How To Get The Most Out Of Your Day (So You Can Finally See Results) (Part 1 of 3)
Finding time to eat healthy and exercise can feel like a daunting challenge, especially if you are already flat out.
Work’s busy, the kids need your attention and the last thing you feel like doing at the end of the day is cooking and hitting the gym.
So how can you create more time in your day for exercise?
Believe me it is possible, if you know where to look.
This week I’m going to run you through my top tips for finding time to exercise and eat healthy when you are busy!
Let’s get started.
1. Plan your ‘ideal week’
If you could plan your perfect week… what would it look like?
No, not sitting on a beach in Bora Bora, cocktail in hand (although that does sound like heaven), but your ideal week doing what you would like to do while still going to work etc.

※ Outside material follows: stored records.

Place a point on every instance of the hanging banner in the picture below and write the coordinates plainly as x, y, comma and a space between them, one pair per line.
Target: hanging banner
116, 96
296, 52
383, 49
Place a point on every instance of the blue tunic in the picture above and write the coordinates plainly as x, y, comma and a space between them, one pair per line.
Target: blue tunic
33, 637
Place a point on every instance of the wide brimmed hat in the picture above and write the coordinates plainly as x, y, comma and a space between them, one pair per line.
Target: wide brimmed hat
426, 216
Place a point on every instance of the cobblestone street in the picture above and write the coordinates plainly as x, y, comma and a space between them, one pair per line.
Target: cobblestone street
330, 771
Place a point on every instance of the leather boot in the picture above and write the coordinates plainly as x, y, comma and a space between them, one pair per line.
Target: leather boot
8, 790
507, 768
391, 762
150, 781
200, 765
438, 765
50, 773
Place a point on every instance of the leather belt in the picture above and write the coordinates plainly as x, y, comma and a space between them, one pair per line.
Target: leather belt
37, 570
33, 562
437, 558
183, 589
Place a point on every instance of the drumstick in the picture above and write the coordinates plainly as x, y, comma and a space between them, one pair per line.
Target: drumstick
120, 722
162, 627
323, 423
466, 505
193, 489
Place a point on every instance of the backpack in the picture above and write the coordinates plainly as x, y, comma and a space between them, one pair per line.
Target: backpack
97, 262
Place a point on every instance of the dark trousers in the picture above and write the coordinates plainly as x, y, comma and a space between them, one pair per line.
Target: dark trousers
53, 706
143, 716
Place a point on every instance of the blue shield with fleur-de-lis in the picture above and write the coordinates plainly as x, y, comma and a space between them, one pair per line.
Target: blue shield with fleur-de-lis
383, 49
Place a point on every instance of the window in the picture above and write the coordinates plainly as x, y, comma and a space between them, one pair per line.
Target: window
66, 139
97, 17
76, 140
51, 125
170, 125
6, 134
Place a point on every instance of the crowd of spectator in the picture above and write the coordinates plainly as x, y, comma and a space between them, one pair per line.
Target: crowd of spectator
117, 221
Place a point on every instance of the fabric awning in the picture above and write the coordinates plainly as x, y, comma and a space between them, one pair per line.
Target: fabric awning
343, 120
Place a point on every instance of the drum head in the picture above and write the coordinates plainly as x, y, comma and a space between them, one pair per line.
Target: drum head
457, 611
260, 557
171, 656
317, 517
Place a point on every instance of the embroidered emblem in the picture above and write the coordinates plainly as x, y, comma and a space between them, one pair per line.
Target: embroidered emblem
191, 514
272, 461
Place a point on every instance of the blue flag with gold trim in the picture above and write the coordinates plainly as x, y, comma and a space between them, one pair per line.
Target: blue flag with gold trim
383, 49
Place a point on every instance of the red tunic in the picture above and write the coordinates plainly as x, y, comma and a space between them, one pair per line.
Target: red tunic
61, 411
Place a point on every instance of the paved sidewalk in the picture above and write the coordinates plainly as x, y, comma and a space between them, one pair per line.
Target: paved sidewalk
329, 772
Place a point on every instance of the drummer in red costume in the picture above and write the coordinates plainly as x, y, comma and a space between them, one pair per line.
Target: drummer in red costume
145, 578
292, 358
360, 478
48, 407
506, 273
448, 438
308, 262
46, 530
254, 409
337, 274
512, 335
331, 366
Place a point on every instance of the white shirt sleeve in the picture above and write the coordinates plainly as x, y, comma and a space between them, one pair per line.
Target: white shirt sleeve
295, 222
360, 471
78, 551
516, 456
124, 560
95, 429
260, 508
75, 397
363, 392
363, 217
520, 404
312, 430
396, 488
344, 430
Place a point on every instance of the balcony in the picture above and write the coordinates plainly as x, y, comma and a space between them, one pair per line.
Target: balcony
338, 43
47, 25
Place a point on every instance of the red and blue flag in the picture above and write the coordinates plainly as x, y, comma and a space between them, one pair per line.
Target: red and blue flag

For me, mine goes something like (before I was pregnant) -
Water with lemon
12pm lunch / breakfast
(Since I have been pregnant it has changed, and once Pokey is here it will change again. I’m giving myself time to learn Pokey’s routine and I will adapt around that.)
The idea is to make it realistic for yourself, but also motivating and aspirational.
If you don’t plan your exercise and the things that are important to you in your schedule, you will never get to them, period.
So it is important to make sure you sketch out a plan of your day so you know that you have got time to do the things you want, and you don’t get bogged down in time sucks, like TV and social media.
Now this plan is not about being perfect every single day. It’s a rough outline of what you want to achieve.
If you are able to follow you perfect day 20 days out of the 30, you will likely be much further ahead and on the path toward your goals, then if you had no plan at all.
A plan creates clarity, a plan creates intention.
And, if you find your plan no longer serving you, it is okay to sit down and change it.
You can tell if your plan is no longer serving you if you feel uninspired by it, or you are finding it hard to stick to.
If this is the case, go back and revise and come up with a more suitable plan.
2. Remove distractions
Distractions can make it difficult to get anything done….
They suck us into a time warp of with urgency and immediacy, then an hour later we remember we were meant to be doing something else.
A way to get around this is to time block your day, and create situations that help, not hinder, you.
Like to check your emails, social media etc first thing in the morning?
Why not get up and get to the gym and check them while you are doing your warm up on the stationary bike?
(Just make sure to get your heart rate up enough)
Then, when it comes time to do the main part of your workout, put on airplane mode until it’s done.
Or, if you prefer to go for a fasted morning walk, set a timer on your phone for 5 minutes to check your emails etc while you wake up, then as soon as that alarm goes off you are up and ready to go for your walk.
To stop time sucks I like to use apps like Pomodoro, there is a free version which is fine for most people.
I will set it during the day and makes me focus and work hard, then I get a short break…
Before having to get back to it again.
Social media, Netflix and TV make it so easy to waste a lot of your day, and unless you actively start becoming mindful of how much time you are spending on these distractions days, weeks and even months can pass by and you can get absolutely nowhere.
I’m not saying you shouldn’t enjoy these things, just find strategic ways you can incorporate them into your day so that you aren’t compromising your goals or happiness.